[ オピニオン ]
(2019/4/17 05:00)
私事で恐縮だが、クラウドファンディングで香港ベンチャーが提案する小型パソコンに出資した。開発段階で投資を募り、完成すれば製品を割安に入手できる“購入型投資”だ。
手のひらサイズの「ウルトラモバイルPC」は、かつて日本勢が実用化して世界を驚かせた分野。昨年から複数の中国企業が参入し、激しい性能向上競争を繰り広げている。その多くがクラウドファンディングを活用する。
驚くべきは価格。液晶画面や電池はじめスマートフォン用の高密度部品を活用することで、日本円なら数万円程度。かつての日本製の超小型パソコンより1ケタ安く、出資者にとってもハードルが低い。

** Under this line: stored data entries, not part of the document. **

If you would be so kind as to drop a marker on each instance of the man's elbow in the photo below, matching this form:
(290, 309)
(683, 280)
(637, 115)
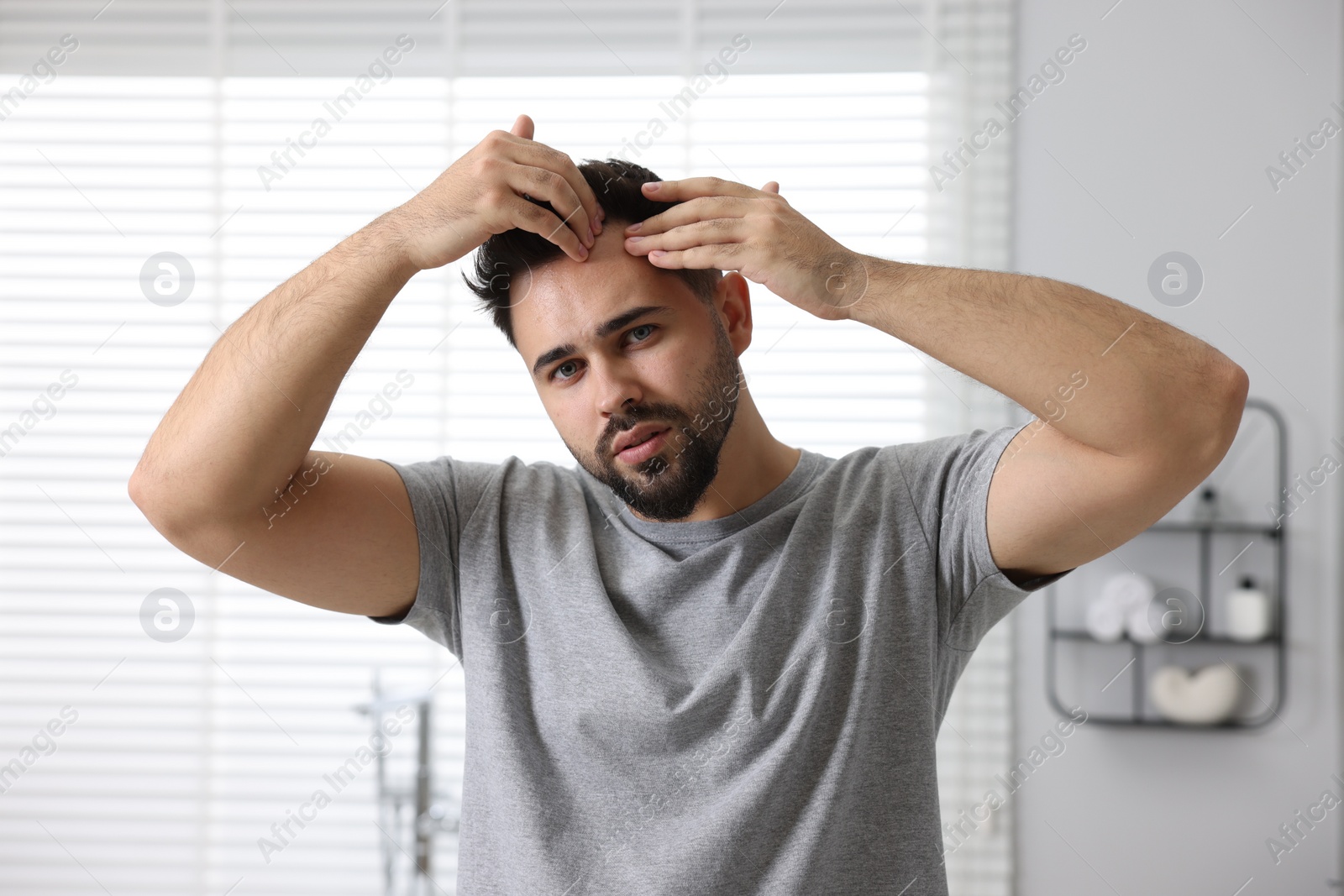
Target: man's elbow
(1226, 398)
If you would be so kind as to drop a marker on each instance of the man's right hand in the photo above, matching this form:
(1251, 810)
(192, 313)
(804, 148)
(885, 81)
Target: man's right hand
(483, 194)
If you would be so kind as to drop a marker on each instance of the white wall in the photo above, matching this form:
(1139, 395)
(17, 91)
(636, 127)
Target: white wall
(1166, 125)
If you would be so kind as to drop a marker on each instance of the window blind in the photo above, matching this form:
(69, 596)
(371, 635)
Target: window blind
(185, 755)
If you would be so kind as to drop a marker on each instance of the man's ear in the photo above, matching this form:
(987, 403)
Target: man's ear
(732, 304)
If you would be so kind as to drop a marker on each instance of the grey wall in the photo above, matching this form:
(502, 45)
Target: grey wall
(1158, 140)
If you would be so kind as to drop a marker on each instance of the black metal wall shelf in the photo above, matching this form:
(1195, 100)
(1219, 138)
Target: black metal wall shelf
(1205, 532)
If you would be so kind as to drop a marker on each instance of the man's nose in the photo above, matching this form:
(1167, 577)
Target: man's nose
(616, 387)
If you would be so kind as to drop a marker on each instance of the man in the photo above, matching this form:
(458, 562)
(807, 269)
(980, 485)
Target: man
(702, 661)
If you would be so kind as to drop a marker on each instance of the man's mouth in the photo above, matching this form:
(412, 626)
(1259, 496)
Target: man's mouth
(642, 443)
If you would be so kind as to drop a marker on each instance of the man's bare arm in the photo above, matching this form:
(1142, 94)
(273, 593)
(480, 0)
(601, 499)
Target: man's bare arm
(1132, 411)
(228, 474)
(1158, 411)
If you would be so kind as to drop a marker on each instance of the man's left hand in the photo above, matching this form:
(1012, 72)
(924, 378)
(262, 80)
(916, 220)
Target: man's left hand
(730, 226)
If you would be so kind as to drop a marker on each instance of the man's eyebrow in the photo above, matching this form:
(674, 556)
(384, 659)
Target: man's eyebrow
(601, 332)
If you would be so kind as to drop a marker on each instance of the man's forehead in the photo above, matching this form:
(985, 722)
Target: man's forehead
(568, 301)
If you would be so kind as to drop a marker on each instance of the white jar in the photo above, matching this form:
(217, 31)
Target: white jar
(1247, 613)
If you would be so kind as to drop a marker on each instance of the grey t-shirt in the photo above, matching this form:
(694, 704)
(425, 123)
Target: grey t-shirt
(734, 705)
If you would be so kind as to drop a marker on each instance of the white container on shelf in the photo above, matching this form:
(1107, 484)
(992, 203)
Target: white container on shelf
(1247, 613)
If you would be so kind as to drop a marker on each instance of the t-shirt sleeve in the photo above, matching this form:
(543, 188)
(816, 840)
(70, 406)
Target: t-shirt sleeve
(949, 484)
(444, 493)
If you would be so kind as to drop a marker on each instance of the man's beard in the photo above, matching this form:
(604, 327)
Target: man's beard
(669, 490)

ソフトの開発なら人件費が中心だが、ハードは試作に工作機械を動かすなど外注費がかかる。前もって見込み客から開発費を集められるクラウドファンディングなら、資金繰りも楽。機器ベンチャーを志す若者にとって頼りになる調達方法だ。
残念なのは、そこに乗り出す日本勢をあまり見ないこと。逆に新しモノ好きの日本人は、出資する側の“上客”なのだと聞いて複雑な気持ちにさせられた。ネットの向こうに、ひとつでも多く日本発の魅力的な開発プロジェクトが生まれることを願ってやまない。